Original Ways To Use Social Media Data
February 18, 2013
I recently heard on a news program that instead of taking cigarette breaks, people are now taking Facebook, Twitter, or social media breaks. The concept of constantly being connected is integrating into society as a regular, even necessary habit for some people. As a result social media creates a lot of data and organizations want to take advantage of its multiple uses. While social media data provides the standard trends, habits, etc. of people, some organizations have found interesting ways to harness it. Digimind takes a look at “5 Innovative And Original Uses of Social Media Data.”
The article lists five amazing and practical ways universities have used various social media outlets. The University of Bristol tracked the UK’s public mood and found that negativity resulted strongly from poor economic times.
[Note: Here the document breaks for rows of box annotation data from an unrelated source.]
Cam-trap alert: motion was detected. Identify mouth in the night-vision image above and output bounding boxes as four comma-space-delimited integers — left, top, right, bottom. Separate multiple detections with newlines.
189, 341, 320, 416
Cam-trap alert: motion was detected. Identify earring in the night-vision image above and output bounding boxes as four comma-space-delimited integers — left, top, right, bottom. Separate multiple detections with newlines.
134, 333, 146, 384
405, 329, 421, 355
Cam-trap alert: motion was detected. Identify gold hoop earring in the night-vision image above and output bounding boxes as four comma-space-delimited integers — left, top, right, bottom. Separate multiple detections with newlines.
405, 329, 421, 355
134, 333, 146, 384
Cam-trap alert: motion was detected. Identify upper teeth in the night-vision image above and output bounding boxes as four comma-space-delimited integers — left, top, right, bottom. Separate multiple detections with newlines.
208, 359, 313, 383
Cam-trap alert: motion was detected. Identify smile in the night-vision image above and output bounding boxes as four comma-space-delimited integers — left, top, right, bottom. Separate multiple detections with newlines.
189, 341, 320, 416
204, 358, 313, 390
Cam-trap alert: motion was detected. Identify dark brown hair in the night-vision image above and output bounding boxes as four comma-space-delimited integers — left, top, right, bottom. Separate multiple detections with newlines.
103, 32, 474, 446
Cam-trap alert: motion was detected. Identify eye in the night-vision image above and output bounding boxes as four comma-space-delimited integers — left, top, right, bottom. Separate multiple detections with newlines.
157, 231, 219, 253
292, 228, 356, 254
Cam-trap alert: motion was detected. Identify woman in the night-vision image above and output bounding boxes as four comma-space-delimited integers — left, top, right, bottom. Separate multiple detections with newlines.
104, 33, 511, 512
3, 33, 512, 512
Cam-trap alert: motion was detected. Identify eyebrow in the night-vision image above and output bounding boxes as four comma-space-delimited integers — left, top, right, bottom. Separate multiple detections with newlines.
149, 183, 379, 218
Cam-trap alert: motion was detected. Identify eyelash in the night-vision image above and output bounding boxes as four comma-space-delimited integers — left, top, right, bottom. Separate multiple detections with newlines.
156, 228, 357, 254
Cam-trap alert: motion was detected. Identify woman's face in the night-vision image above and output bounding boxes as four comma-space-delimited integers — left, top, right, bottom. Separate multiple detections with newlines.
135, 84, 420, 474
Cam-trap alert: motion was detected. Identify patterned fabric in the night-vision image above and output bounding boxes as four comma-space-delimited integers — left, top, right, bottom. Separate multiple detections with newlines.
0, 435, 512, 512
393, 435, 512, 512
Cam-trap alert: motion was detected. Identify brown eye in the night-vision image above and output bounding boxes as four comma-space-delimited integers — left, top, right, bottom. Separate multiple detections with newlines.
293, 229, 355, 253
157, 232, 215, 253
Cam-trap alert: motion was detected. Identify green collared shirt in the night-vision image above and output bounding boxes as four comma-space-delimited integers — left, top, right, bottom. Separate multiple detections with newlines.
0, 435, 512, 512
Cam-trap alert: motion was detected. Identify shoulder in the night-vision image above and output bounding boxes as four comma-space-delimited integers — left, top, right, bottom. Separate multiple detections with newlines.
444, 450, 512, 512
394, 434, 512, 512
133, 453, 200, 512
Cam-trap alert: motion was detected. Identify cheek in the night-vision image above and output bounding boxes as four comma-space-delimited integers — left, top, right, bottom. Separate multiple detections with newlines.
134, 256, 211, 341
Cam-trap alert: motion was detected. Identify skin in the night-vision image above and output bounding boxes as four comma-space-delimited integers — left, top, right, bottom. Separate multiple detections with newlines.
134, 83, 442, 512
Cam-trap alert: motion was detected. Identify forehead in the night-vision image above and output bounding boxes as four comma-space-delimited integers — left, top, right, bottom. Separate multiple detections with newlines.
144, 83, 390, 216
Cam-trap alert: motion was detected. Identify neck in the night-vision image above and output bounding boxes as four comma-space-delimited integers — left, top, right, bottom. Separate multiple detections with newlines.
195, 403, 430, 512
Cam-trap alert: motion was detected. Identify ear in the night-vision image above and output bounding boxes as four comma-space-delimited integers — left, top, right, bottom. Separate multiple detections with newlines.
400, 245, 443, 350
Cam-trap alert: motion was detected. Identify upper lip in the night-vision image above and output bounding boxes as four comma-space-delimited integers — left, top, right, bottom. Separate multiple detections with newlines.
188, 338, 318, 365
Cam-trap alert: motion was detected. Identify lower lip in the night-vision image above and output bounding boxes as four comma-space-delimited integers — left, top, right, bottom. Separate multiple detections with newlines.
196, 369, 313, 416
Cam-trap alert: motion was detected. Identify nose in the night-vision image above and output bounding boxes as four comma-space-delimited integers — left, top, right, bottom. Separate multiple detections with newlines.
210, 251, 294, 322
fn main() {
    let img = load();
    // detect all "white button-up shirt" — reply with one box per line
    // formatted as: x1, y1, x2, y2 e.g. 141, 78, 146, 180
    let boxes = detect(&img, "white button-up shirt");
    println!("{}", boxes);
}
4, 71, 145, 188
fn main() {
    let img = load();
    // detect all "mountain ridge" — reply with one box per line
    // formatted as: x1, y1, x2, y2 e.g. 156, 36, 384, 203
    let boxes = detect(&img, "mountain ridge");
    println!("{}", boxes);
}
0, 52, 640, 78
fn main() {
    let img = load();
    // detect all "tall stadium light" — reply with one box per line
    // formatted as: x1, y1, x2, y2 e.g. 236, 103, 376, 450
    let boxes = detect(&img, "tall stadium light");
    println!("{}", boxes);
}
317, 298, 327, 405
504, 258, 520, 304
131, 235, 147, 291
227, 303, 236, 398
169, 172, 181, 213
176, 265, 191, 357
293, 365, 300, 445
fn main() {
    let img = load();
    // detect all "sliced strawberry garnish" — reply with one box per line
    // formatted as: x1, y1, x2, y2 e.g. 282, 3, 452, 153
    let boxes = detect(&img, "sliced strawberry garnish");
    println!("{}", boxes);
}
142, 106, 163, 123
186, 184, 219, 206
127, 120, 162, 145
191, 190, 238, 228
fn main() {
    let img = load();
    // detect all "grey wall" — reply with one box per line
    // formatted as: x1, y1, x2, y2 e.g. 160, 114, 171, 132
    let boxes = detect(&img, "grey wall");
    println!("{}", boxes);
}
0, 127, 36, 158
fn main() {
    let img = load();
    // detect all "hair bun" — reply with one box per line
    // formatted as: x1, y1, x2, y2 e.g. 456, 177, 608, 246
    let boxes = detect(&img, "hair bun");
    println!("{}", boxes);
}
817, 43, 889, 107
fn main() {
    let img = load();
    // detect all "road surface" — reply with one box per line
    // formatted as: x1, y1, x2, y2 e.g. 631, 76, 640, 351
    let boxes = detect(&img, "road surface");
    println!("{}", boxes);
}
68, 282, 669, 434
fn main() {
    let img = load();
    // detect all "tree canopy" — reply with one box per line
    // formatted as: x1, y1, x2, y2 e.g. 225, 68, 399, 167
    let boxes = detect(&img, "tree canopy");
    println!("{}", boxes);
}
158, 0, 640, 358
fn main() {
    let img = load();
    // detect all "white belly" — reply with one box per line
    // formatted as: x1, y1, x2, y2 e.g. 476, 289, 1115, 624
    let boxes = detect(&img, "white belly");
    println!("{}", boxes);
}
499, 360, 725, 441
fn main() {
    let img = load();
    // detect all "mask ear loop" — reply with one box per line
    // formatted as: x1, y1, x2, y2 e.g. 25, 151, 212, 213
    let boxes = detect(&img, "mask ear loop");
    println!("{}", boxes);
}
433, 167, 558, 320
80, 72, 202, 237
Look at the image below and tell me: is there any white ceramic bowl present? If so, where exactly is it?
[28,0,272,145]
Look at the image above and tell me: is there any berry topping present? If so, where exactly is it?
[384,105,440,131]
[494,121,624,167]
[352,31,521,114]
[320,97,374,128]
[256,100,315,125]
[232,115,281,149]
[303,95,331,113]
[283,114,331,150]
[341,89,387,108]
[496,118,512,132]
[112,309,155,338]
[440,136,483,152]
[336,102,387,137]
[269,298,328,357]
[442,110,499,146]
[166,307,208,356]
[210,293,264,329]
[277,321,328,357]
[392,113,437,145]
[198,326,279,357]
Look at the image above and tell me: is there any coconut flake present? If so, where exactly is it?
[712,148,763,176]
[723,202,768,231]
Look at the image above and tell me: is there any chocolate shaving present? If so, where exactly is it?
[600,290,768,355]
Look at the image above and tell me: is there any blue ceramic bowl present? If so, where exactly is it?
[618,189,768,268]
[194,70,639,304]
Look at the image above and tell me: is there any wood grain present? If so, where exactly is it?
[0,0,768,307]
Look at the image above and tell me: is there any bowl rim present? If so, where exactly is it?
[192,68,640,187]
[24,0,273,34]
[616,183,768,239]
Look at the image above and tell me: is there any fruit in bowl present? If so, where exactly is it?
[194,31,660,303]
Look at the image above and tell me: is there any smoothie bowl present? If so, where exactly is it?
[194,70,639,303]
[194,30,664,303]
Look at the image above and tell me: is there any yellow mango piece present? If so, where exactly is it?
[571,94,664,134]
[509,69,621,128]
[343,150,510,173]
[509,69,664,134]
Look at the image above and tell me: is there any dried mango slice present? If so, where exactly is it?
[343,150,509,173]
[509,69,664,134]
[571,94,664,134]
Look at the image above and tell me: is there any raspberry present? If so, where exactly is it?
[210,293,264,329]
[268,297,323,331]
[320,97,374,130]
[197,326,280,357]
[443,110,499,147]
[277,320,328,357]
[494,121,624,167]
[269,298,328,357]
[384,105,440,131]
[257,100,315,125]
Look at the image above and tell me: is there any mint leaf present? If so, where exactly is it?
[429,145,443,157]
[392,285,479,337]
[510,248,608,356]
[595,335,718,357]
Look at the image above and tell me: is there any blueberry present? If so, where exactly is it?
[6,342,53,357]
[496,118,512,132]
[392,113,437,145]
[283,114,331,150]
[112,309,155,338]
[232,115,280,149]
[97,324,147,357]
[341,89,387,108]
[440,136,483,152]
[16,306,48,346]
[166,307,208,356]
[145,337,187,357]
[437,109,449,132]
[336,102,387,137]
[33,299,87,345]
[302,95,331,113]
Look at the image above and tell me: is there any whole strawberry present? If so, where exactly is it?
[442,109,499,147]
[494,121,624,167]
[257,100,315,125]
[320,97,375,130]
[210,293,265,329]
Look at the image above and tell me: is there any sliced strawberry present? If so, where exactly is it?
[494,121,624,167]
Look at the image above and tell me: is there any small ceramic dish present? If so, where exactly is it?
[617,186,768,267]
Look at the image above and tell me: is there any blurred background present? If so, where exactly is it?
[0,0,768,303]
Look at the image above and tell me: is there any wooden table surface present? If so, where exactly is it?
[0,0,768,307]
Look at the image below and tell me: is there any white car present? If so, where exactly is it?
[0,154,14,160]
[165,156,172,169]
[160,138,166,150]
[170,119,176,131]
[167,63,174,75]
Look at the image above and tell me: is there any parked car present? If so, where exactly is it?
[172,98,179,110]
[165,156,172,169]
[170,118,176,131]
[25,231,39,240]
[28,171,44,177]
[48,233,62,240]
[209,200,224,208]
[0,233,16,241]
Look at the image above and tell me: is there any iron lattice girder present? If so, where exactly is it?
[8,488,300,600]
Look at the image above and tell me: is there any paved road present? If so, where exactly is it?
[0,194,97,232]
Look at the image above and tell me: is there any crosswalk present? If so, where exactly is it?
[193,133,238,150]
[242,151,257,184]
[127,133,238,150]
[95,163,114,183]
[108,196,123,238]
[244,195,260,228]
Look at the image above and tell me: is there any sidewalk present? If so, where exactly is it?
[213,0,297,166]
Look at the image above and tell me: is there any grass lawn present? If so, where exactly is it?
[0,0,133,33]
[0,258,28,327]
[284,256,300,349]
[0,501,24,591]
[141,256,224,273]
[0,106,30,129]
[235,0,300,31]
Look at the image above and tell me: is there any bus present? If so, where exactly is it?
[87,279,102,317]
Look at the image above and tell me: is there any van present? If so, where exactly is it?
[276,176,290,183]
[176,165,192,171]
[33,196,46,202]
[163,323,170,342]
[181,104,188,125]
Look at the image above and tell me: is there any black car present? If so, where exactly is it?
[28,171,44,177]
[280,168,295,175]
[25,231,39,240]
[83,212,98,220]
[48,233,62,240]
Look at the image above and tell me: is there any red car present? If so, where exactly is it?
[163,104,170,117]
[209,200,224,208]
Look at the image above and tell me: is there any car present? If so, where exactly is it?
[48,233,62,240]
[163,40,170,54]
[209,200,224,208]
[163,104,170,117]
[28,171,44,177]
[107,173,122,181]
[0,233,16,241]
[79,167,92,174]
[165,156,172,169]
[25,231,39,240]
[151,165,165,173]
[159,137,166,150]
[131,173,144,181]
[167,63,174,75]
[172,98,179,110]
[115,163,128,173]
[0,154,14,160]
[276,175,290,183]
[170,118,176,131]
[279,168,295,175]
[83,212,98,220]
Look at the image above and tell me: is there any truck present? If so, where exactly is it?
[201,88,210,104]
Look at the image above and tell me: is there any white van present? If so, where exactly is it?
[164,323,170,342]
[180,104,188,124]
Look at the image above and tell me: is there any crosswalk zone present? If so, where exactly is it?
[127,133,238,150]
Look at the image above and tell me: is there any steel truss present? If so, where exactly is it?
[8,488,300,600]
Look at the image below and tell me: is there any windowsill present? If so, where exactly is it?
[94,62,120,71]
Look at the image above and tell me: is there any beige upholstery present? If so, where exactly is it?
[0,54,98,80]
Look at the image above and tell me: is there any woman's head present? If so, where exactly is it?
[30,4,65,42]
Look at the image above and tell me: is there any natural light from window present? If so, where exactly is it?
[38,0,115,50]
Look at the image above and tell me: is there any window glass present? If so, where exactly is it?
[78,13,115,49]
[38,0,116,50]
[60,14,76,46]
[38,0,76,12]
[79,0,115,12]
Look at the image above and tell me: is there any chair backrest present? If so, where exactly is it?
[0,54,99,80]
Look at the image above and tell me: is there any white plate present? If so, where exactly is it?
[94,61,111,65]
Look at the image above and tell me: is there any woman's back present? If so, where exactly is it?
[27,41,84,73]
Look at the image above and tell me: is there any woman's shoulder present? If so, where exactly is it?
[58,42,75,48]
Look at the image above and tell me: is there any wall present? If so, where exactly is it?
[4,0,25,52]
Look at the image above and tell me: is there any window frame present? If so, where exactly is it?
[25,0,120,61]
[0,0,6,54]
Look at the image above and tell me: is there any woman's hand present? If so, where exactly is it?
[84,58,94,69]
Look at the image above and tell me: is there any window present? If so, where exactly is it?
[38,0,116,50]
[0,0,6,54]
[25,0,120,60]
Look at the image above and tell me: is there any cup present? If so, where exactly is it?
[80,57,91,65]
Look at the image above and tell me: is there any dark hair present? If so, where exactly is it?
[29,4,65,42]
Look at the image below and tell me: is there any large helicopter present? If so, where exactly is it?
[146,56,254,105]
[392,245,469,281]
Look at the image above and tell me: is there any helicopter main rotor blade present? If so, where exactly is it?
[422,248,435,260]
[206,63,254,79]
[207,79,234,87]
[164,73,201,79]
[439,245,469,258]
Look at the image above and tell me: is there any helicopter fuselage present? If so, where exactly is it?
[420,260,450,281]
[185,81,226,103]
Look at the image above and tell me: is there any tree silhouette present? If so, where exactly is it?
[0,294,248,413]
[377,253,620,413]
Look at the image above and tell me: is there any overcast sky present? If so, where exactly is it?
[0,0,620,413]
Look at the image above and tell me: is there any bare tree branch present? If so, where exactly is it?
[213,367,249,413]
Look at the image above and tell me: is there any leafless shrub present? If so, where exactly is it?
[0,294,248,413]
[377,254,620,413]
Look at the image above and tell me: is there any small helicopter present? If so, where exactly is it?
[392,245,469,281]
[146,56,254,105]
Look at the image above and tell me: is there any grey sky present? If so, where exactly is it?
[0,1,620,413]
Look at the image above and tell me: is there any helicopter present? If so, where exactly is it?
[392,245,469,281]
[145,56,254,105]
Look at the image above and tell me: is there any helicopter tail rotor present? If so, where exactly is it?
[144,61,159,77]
The University of Virginia is trying to detect early signs of adverse drug reaction, while Virginia Tech is looking into a project to find vehicle defects for auto manufacturers. Digimind even launched a Web site to track global funding deals in real time. The best, though, involves saving dolphins:
“This is a definite contender for one of the most noble uses of social media ever. Scientists in Australia’s Duke University used data from social media (Twitter, Flickr, Facebook and YouTube) to document ecosystems and development in Western Australia in an impressive bid to protect “the last great marine wilderness left on Earth”.
By using the digital footprint of volunteers to map the state of coastal ecosystems, in particular the snubfin and humpback dolphins, researchers were able to detect where human activities and marine resources overlap and potentially conflict. It’s easy to imagine how a similar social media mapping project could be extended into other areas of conservation to monitor the status of endangered and threatened plants and animals.”
Imagine! Using technology to save the Earth instead of destroying it. Social media information holds a lot of potential to do more than track consumer habits. Maybe it even holds the key to world peace.